Em edifícios mais antigos, a adaptação pode exigir mudanças na infraestrutura elétrica. A complexidade varia conforme as condições do prédio, a distância entre o quadro de energia e a vaga e a quantidade de carregadores que poderão funcionar ao mesmo tempo.

Por isso, a instalação não deve ser tratada apenas como uma decisão individual. Mesmo quando o equipamento fica em uma vaga privativa, é preciso avaliar sua compatibilidade com o sistema elétrico e estabelecer regras para a execução do projeto, a medição do consumo e a responsabilidade por eventuais danos.

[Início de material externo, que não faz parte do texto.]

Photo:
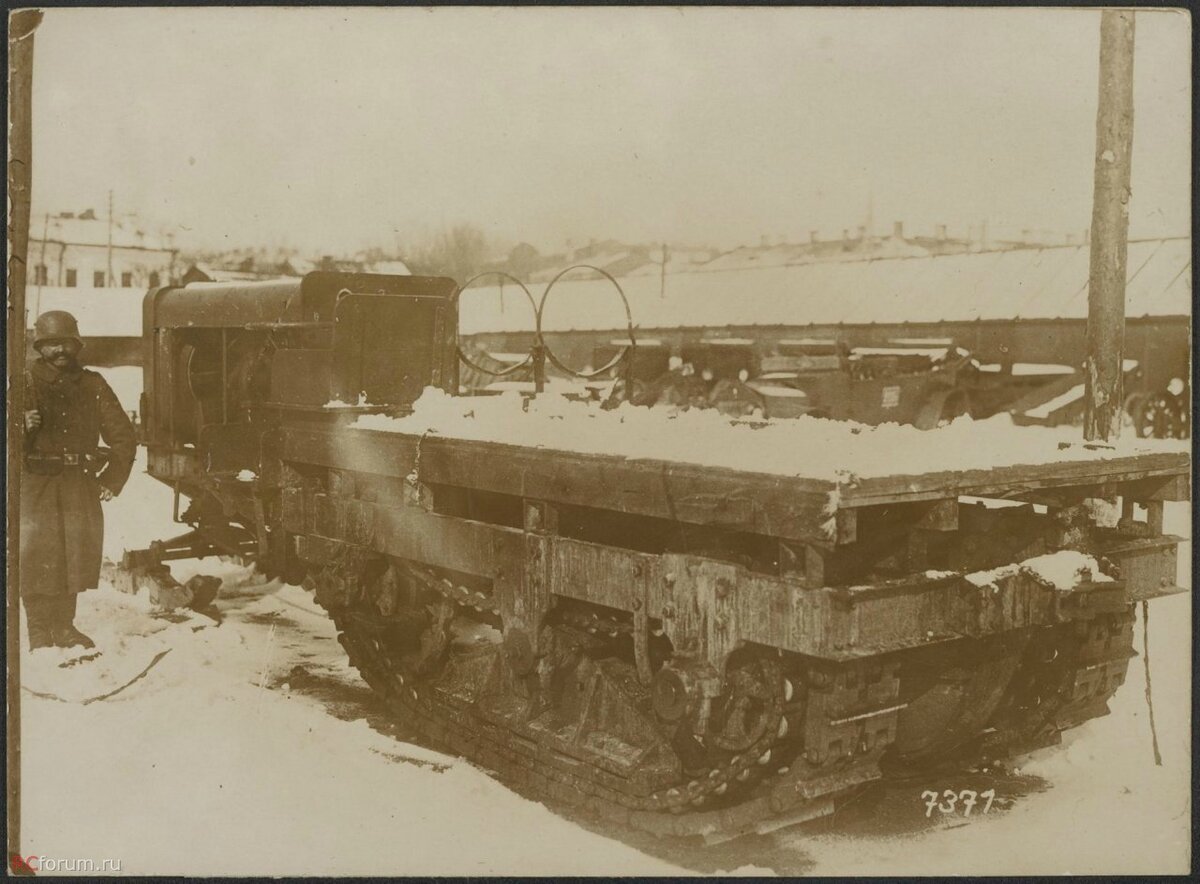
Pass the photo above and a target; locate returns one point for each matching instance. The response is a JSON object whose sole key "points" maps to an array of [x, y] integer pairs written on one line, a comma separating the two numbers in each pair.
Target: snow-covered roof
{"points": [[114, 312], [94, 232], [1029, 283]]}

O QUE DIZ A LEI EM SÃO PAULO

Desde fevereiro de 2026, o estado de São Paulo conta com uma legislação específica sobre o tema. A Lei nº 18.403/2026 assegura ao condômino o direito de instalar, às próprias custas, uma estação individual de recarga em sua vaga privativa.

A instalação deve ser compatível com a carga elétrica da unidade, seguir as normas da distribuidora de energia e da Associação Brasileira de Normas Técnicas (ABNT) e ser executada por um profissional habilitado, com emissão de ART ou RRT. O morador também deve comunicar formalmente o projeto à administração do condomínio.

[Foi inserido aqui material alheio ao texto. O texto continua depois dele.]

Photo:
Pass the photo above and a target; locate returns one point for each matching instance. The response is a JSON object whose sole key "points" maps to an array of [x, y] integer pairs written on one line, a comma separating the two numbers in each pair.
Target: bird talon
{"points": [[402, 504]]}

A convenção condominial pode definir procedimentos, padrões técnicos e responsabilidades. Síndicos e assembleias, porém, não podem proibir a instalação sem uma justificativa técnica ou de segurança devidamente fundamentada e documentada.

A lei também determina que empreendimentos com projetos aprovados após sua entrada em vigor prevejam capacidade elétrica mínima para futuras estações. A regulamentação técnica dessa obrigação ainda deverá ser definida pelo Poder Executivo estadual.

No âmbito nacional, o Projeto de Lei nº 158/2025 procura estabelecer regras para a instalação de pontos individuais de recarga em condomínios.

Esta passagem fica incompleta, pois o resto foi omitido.